You could equally well call it a compass, a barometer, a training tracker, or even a smart-watch, since it can show notifications from an iOS phone - texts, who's calling on your phone, calendar notifications etc.
Needless to say I haven't scratched the surface of its capabilities, nor do I expect to. I don't care about tides, and I'm not likely to be taking up military free-fall parachuting any time soon. Both are catered for by the Fenix.

For the full details, and an object-lesson in how to a) do a product review and b) focus a blog, I can't match DCRainmaker's writeup.

However, the Fenix2 does do a couple of key things very well, and adds some coolness on top.

Key things first:
  1. The battery lasts for around 50 hours when GPS is set to sample at once a minute, which is plenty sampling. This is key for an event where I'm expecting to be going for 36-40 hours.
  2. Heart-rate monitoring included in the data capture, so you can analyse your training with the full range of GPS data - location, elevation, speed - and heart-rate overlaid. 
  3. Very simple setup, with auto-lap available. I use this set to 1 mile, then get a beep at each mile point with a per-mile pace for that mile shown. This shows me when I'm speeding up or slowing down. 
Unexpected coolness:
  1. Easy upload to PC/ iOS device, via cable or bluetooth, with all data available on Garmin Connect...
  2. ....which I can then share with anyone/ everyone/ no-one using....
  3. ...Twitter...
  4. ....RSS feed....
  5. ...and with either of the above embedded in my blog/ fundraising site
So on synching my watch to my laptop, I can publish each new training activity (or event for that matter), and anyone following my via blog or twitter can see what I'm up to.
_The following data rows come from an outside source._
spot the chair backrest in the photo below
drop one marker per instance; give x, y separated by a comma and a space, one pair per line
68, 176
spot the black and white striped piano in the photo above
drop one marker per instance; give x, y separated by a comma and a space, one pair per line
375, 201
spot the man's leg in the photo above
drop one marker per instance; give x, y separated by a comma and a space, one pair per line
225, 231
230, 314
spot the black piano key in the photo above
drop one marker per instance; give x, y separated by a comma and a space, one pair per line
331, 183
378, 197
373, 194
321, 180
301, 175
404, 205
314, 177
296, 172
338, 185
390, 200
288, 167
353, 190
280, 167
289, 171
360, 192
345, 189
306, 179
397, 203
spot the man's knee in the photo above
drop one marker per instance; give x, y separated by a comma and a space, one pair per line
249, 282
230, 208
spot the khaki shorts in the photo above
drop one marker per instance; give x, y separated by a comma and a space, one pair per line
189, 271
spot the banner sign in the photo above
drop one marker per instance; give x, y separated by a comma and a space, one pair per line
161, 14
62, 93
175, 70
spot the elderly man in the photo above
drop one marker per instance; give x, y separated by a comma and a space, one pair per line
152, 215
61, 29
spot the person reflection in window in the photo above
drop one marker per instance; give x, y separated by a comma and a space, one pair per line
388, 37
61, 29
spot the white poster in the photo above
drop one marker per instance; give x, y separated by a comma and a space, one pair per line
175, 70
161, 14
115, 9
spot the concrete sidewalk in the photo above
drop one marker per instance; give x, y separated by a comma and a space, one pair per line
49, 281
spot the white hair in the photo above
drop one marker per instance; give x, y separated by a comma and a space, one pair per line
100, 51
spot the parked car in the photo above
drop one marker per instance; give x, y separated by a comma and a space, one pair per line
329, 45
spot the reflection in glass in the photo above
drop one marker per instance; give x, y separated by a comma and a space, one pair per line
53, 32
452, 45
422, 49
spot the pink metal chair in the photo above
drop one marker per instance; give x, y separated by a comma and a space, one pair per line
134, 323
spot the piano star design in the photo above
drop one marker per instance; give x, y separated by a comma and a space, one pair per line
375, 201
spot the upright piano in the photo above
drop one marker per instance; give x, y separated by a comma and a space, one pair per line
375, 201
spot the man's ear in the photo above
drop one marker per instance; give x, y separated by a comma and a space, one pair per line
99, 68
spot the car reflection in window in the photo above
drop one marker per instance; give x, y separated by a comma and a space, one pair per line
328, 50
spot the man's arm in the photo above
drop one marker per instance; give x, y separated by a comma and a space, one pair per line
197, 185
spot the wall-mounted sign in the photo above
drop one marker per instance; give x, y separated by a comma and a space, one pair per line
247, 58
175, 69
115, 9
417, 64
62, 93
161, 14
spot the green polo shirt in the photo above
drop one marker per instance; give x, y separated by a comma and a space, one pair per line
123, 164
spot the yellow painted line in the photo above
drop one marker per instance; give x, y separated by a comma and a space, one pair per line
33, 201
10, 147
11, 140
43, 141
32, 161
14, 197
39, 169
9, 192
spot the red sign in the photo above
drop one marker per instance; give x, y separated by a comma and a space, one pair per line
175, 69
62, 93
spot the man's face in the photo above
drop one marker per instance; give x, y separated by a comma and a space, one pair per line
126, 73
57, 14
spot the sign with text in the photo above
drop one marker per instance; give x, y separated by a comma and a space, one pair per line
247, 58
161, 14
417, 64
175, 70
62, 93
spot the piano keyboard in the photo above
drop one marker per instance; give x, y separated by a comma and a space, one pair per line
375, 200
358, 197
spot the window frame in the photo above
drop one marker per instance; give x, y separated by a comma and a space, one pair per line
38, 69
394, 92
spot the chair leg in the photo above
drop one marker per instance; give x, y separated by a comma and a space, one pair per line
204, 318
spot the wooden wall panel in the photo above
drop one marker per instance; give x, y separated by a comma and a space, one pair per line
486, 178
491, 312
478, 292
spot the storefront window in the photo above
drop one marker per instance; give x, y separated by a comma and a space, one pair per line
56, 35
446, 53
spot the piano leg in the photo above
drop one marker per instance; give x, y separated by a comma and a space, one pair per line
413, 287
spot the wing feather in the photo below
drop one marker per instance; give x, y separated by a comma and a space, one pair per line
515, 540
I have no idea if anyone else will find this useful......do let me know!

Thursday, 15 May 2014

Keswick to Barrow 2014

K2B

Last saturday I got a late entry to the annual Keswick to Barrow race, it's been running for 48 years and started as a challenge between the Barrow shipyard and the Royal Navy.

BAE Systems have been sponsoring it for a while, and the whole event is absolutely epic in scale.

There are 2 start-points, just outside Keswick (40 mile route) and Coniston (20 mile route), with over 2,000 people taking part. It absolutely tipped down all morning (= the first 20 miles) and then brightened a bit but with a huge headwind. Coming over Kirby Moor was quite a struggle, and I was very pleased to eventually see Barrow in the distance......

I finished in 8hrs 34, which might have been better had I not shot off at 9-minute mile pace for the first 10 miles, getting to Grasmere (10.4 miles in) in 1hr 35. I slowed a bit after that, but picked up speed later on once past Coniston.

The 26.4 mile point came up in 5hr 35, a new PB for the marathon distance.

I was really regarding it as a training run, so I was doubly pleased to do what feels like a reasonable time. The results had me at 369 out of 2157 finishers (no count given for DNFs), not too shabby for a veteran, although my team all thrashed me including three beating 6 hours!